Suissa makes some criticisms on our paper and we would like to comment on them. He claims that our results are ‘unusual’ because they are consistent neither with two previous epidemiological studies nor with the analysis made by the WHO Collaborative Centre based on spontaneous reports. His interpretation is puzzling as he omitted to mention in his letter that the estimates for individual antihistimanics were based on very small number of cases, and consequently all estimates of relative risk were overlapping. We commented extensively on these three papers in our manuscript, and concluded that our findings were consistent with their results and others, despite important methological differences and supported the hypothesis that the risk of ventricular arrhythmia associated with terfenadine in the population at large was not materially different from the one presented with other antihistamines as a group.

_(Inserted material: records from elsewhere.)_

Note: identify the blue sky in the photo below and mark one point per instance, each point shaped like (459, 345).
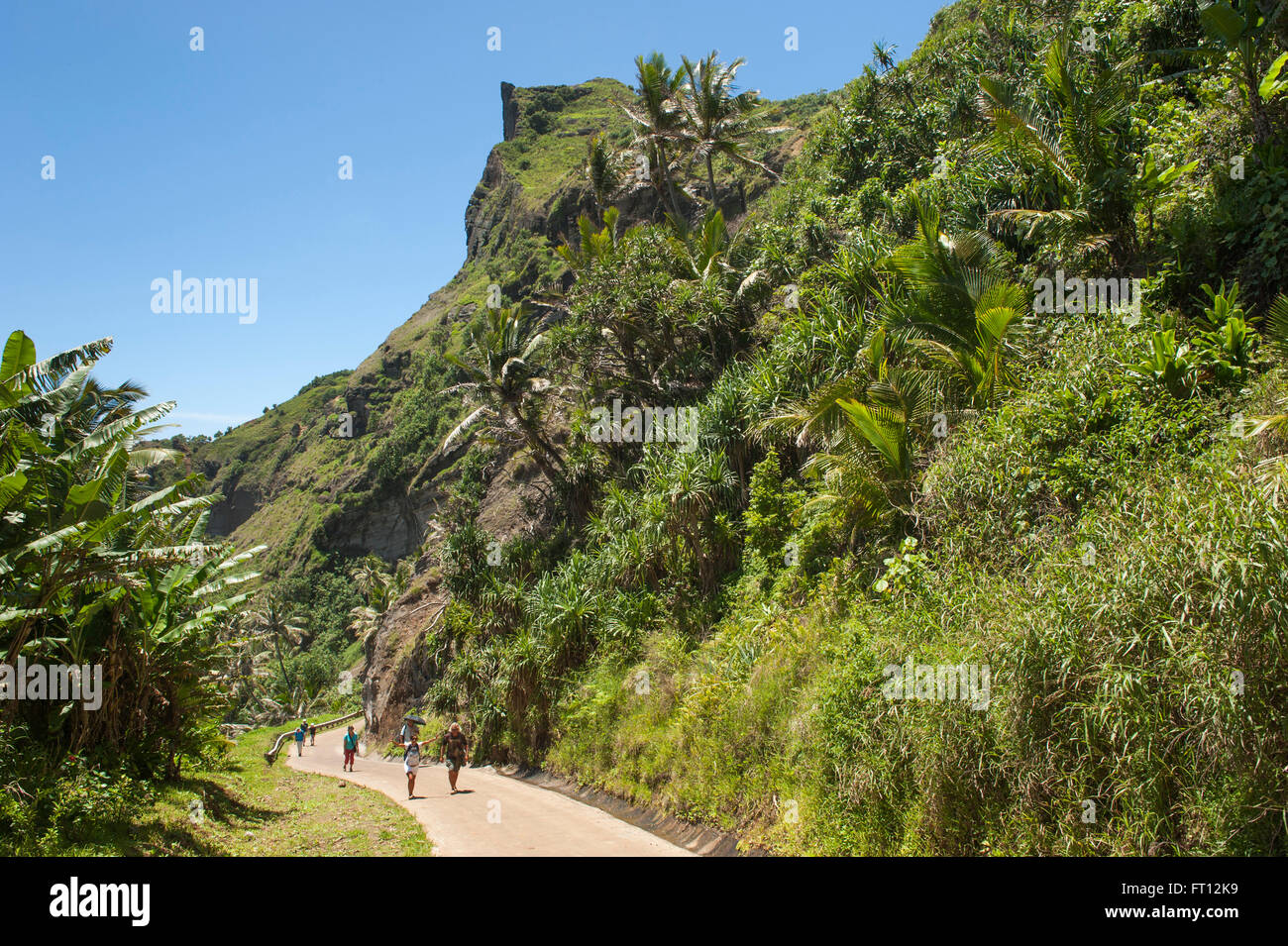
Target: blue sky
(222, 163)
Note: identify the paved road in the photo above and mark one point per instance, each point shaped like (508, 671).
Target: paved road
(492, 815)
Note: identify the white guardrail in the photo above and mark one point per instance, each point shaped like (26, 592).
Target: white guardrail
(277, 747)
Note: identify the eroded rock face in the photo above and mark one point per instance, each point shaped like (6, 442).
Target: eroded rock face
(399, 666)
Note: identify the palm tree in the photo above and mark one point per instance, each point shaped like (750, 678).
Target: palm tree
(1243, 40)
(717, 121)
(274, 619)
(1087, 188)
(660, 116)
(502, 374)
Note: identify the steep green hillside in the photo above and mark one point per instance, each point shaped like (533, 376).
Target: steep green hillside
(905, 461)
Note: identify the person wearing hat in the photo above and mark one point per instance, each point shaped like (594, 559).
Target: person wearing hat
(351, 748)
(410, 739)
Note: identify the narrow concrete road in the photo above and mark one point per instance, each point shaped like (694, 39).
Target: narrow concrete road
(492, 815)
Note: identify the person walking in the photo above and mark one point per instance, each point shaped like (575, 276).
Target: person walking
(456, 749)
(411, 762)
(351, 749)
(410, 739)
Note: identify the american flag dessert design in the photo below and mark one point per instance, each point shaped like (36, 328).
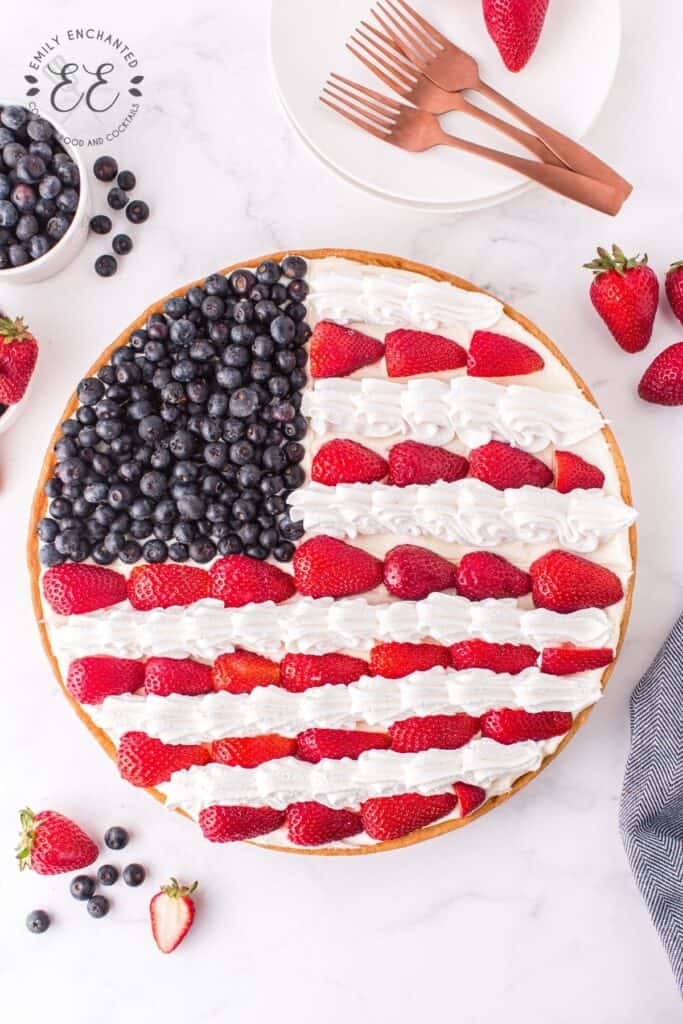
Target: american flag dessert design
(333, 552)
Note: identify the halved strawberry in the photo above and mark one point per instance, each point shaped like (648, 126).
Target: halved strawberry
(325, 566)
(412, 572)
(443, 732)
(481, 574)
(338, 351)
(497, 355)
(391, 817)
(563, 582)
(301, 672)
(391, 660)
(239, 580)
(242, 671)
(166, 586)
(91, 679)
(509, 657)
(410, 352)
(503, 466)
(412, 462)
(249, 752)
(310, 823)
(144, 761)
(73, 589)
(221, 823)
(512, 725)
(566, 660)
(572, 472)
(341, 461)
(176, 675)
(315, 744)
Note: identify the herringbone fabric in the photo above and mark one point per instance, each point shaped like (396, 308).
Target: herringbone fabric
(651, 809)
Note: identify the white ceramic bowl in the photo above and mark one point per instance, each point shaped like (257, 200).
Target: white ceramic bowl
(70, 245)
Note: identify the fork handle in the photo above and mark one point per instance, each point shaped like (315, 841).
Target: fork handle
(574, 156)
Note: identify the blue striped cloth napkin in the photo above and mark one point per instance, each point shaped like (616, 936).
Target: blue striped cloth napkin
(651, 808)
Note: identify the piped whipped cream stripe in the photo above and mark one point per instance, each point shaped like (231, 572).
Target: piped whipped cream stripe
(346, 783)
(436, 412)
(378, 701)
(318, 626)
(467, 511)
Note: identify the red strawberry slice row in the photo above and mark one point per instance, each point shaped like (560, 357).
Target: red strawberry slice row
(341, 461)
(497, 355)
(503, 466)
(166, 586)
(411, 352)
(231, 823)
(75, 589)
(239, 580)
(481, 574)
(325, 566)
(412, 462)
(338, 351)
(390, 817)
(511, 725)
(564, 582)
(91, 679)
(144, 761)
(310, 823)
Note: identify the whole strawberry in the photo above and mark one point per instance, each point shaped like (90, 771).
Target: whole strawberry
(625, 292)
(50, 844)
(18, 352)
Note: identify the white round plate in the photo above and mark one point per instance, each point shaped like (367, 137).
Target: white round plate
(565, 83)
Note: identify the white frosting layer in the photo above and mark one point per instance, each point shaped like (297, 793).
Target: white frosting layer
(466, 511)
(378, 701)
(348, 292)
(318, 626)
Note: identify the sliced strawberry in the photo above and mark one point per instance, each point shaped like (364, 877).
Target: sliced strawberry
(412, 572)
(176, 675)
(412, 462)
(341, 461)
(338, 351)
(391, 660)
(91, 679)
(411, 352)
(566, 660)
(511, 725)
(242, 671)
(239, 580)
(325, 566)
(310, 823)
(563, 582)
(503, 466)
(229, 824)
(314, 744)
(301, 672)
(481, 574)
(75, 589)
(509, 657)
(572, 472)
(144, 761)
(249, 752)
(391, 817)
(443, 732)
(166, 586)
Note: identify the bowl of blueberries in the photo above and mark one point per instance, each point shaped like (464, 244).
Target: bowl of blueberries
(44, 199)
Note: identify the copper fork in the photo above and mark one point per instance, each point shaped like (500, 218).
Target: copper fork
(408, 128)
(378, 53)
(454, 69)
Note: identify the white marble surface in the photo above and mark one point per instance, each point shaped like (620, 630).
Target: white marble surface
(528, 914)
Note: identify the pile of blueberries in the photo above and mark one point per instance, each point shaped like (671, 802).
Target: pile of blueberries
(187, 443)
(39, 187)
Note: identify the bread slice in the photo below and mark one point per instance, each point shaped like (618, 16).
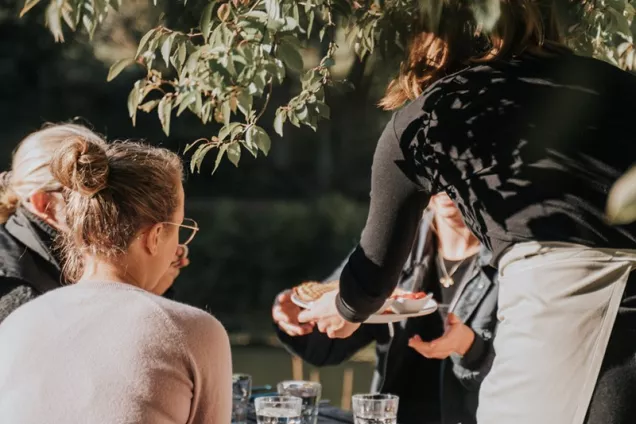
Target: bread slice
(311, 291)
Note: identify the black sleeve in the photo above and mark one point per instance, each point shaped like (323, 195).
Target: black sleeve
(396, 208)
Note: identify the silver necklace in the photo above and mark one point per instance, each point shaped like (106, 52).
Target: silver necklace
(447, 279)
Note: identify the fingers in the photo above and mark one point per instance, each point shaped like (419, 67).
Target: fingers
(286, 323)
(453, 319)
(295, 330)
(284, 297)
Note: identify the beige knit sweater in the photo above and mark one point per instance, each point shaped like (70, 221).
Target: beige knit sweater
(107, 352)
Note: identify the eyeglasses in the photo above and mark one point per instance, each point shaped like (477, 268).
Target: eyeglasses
(187, 230)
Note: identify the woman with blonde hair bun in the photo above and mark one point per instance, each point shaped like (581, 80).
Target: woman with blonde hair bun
(32, 213)
(107, 348)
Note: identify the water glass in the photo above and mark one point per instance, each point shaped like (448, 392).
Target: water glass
(241, 392)
(278, 410)
(375, 409)
(309, 392)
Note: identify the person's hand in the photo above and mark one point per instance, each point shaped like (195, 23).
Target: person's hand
(323, 312)
(285, 315)
(180, 261)
(457, 338)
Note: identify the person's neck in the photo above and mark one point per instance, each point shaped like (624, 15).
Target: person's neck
(455, 240)
(96, 270)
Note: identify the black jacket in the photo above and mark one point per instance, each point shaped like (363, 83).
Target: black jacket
(28, 268)
(430, 390)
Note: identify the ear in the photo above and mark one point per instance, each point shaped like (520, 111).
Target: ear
(153, 235)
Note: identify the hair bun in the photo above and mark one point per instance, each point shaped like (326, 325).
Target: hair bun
(81, 165)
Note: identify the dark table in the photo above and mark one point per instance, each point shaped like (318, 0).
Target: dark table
(327, 414)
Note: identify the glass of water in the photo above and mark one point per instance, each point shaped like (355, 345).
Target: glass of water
(278, 410)
(375, 409)
(241, 392)
(309, 392)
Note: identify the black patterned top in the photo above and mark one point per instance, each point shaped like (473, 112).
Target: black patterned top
(528, 149)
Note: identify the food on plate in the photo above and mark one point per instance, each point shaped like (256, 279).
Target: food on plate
(311, 291)
(402, 294)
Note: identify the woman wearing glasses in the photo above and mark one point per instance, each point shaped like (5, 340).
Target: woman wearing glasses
(107, 348)
(32, 212)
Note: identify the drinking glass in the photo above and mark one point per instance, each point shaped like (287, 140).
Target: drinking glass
(375, 409)
(309, 392)
(241, 392)
(278, 410)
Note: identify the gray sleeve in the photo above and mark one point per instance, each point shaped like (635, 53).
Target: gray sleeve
(14, 294)
(395, 210)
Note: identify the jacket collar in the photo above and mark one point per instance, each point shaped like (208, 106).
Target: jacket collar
(34, 234)
(37, 237)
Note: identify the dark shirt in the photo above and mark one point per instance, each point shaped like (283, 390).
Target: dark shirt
(528, 149)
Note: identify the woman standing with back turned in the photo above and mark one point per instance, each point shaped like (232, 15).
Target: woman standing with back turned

Suissa raised some interested methological issues. Following his suggestions we have re-examined our data searching for any evidence supporting the various potential biases he postulated. First, ‘depletion of susceptibles’ may certainly be a theoretical source of bias when only first events are considered; however, in our study, all nine cases with a ventricular arrhythmia episode during current use of antihistamines did not present any other new episode after the first one during an average follow-up of 4 years after the index episode, irrespective of exposure status. Second, Suissa argues that the increased risk observed with non-sedating antihistamines other than terfenadine can be explained if patients at higher risk of ventricular arrhythmia have been switched from terfenadine to these other antihistamines; nevertheless, our data indicate that none of the six cases who were current users of other non-sedating antihistamines were past users of terfenadine. Finally, Suissa contends that the decreasing use of non-sedating antihistamines over the study period may have increased the rate of ventricular arrhythmia among non-users, as an increasing number of them may have actually become users of OTC antihistamines; again this speculation is not consistent with our data: the rate of ventricular arrhythmia among non-users was one per 17 000 person-years over the period 1992–93 and one per 28 000 person-years over the period 1994–96, a trend in the opposite direction predicted by Suissa.
In conclusion, we were not able to substantiate empirically any of the limitations pointed out by Suissa, which, we assume, reinforces the validity of our results.